In this section we describe (in words and code) how the data from the U.S. National Oceanic and Atmospheric Administration’s (NOAA) storm database was loaded into R and processed for analysis. This database tracks characteristics of major storms and weather events in the United States, including when and where they occur, as well as estimates of any fatalities, injuries, and property damage. The events in the database start in the year 1950 and end in November 2011. Data processing and analysis was done using R version 3.2.0 “Full of Ingredients” (R Foundation for Statistical Computing, Vienna, Austria).

library(knitr)
opts_chunk$set(message = FALSE, fig.width = 9)
library(R.utils)
library(readr)
library(dplyr)
library(stringr)
library(ggvis)

We first downloaded the NOAA dataset from the Johns Hopkins Reproducible Research course link on Coursera’s web site. The data for this assignment came in the form of a CSV file compressed via the bzip2 algorithm to reduce its size. Along with the dataset, 2 more files were downloaded, indicating how the variables in the dataset are defined: the National Weather Service Storm Data Documentation (referenced here as the NWS Manual) and the National Climatic Data Center Storm Events FAQ. We finally unzipped the Storm_Data.bz2 dataset and saved the unzipped dataset to a file named Storm_Data.csv in the working directory. We then loaded the dataset into a data frame named Data and selected the variables to be used.

# Data file
URL_data <- "https://d396qusza40orc.cloudfront.net/repdata%2Fdata%2FStormData.csv.bz2"
download.file(URL_data, "Files/Storm_Data.bz2", method = "wget")
# Storm data documentation
URL_Manual <- "https://d396qusza40orc.cloudfront.net/repdata%2Fpeer2_doc%2Fpd01016005curr.pdf"
download.file(URL_Manual, "Files/NMS_Manual.pdf", method = "wget")
# FAQ
URL_FAQ <- "https://d396qusza40orc.cloudfront.net/repdata%2Fpeer2_doc%2FNCDC%20Storm%20Events-FAQ%20Page.pdf"
download.file(URL_FAQ, "Files/FAQ.pdf", method = "wget")
# Unzipping the dataset
bunzip2("Files/Storm_Data.bz2", "Files/Storm_Data.csv")
# Loading the dataset
Data <- read_csv("Files/Storm_Data.csv")
# Selecting the variables
Data <- Data %>%
  select(EVTYPE, PROPDMGEXP, PROPDMG, FATALITIES, INJURIES)

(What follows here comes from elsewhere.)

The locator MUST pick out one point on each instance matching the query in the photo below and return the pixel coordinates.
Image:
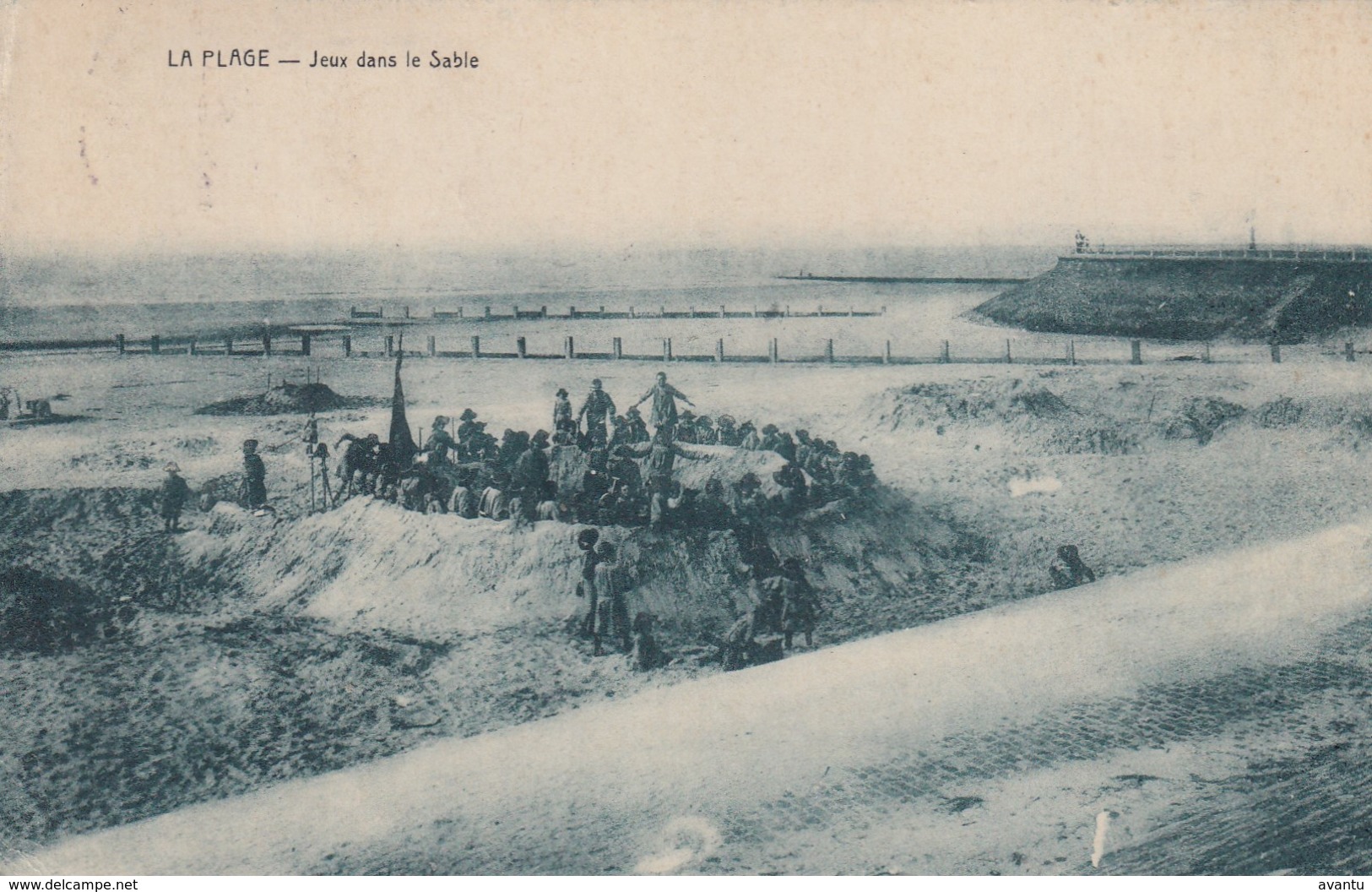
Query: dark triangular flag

The major challenge we had for the analysis was the careless report of the events into the EVTYPE variable. Indeed, the NWS Manual specifies 48 events (page 6) while we found 985 levels in EVTYPE. So, our first task was to recode these 985 levels of EVTYPE into the predefined 48 events, using a combination of string replacements and regular expressions. When it was not possible to assign a predefined event to a particular level we coded this particular level as NA. We finally filter the dataset to exclude rows with NA values.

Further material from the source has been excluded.